CALGARY WEATHER

Calgary Forever Canadian: The fight for Alberta's future ignites

Calgary's 'Forever Canadian' office opens its doors.

[CALGARY, AB] — Hundreds of Calgarians showed up this weekend for the opening of a local "Forever Canadian" campaign office, a direct counter-punch to Premier Danielle Smith's announcement of a provincial referendum on Alberta separation, scheduled for October 19, 2026.

What the crowd was actually showing up for

The Calgary office opening, which ran May 23–24 alongside a parallel launch in Edmonton, is the public face of a campaign that has been building since December 1, 2025. That's when Elections Alberta officially certified the "Forever Canadian" petition at 404,293 verified signatures — well above the 293,976 required under the Citizen Initiative Act to trigger a citizen-led process. The Calgary Herald reported the turnout as "hundreds of supporters," per their coverage flagged on X by @calgaryherald on May 24, 2026.
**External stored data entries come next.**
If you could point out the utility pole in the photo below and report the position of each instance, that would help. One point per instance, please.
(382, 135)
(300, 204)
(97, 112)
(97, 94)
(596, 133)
The man behind the clipboard

The organization was founded by Thomas Lukaszuk, a former deputy premier of Alberta. He is not a current officeholder — his role here is as a private citizen turned campaign organizer, which is worth noting given how charged the political atmosphere around this file has become. The "Unity Bus" tour rolling out of both cities this weekend is his campaign's most visible move yet.
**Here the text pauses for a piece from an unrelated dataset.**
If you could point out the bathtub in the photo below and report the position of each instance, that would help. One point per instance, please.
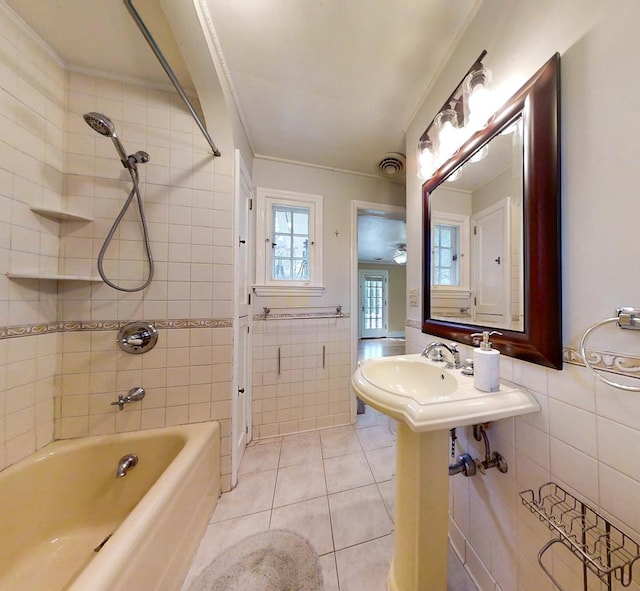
(58, 507)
Read the referendum question carefully before you form an opinion

Here is where precision matters. Premier Smith's October 19 vote is not a direct "should Alberta leave Canada" ballot. According to the province's own framing, as Smith addressed publicly on May 21, 2026, the question asks whether Alberta should remain in Canada or begin the process to hold a binding referendum on separation. That is a two-stage structure. A "yes" to separation on October 19 does not immediately sever Alberta from Confederation — it opens a second, binding process. Anyone telling you this vote is the final word is getting ahead of the facts.

The April 28 factor nobody wants to say out loud

The federal election on April 28, 2025 has been widely cited as the accelerant that turned ambient western grievance into organized separatist momentum — and, in turn, into the federalist counter-mobilization that filled a Calgary office this weekend. The Forever Canadian campaign is, in a real sense, a direct product of that result.

The counterpoint worth sitting with

Supporters of the referendum process — including those who back Smith's UCP government — would argue that holding the vote is itself the democratic act, regardless of outcome. Calling a referendum is not the same as advocating for separation, and the premier has framed the exercise as "honouring democracy" in response to citizen-led petitions. The Forever Canadian campaign's own legitimacy, ironically, rests on the same Citizen Initiative Act that made the referendum possible in the first place.

One office opening does not decide a province's future. But 404,293 signatures, a bus tour, and a packed Calgary room suggest the people who want Alberta to stay are no longer content to let the loudest voices in the room go unanswered. The question now is whether that energy holds through October 19 — or whether it peaks six months too early.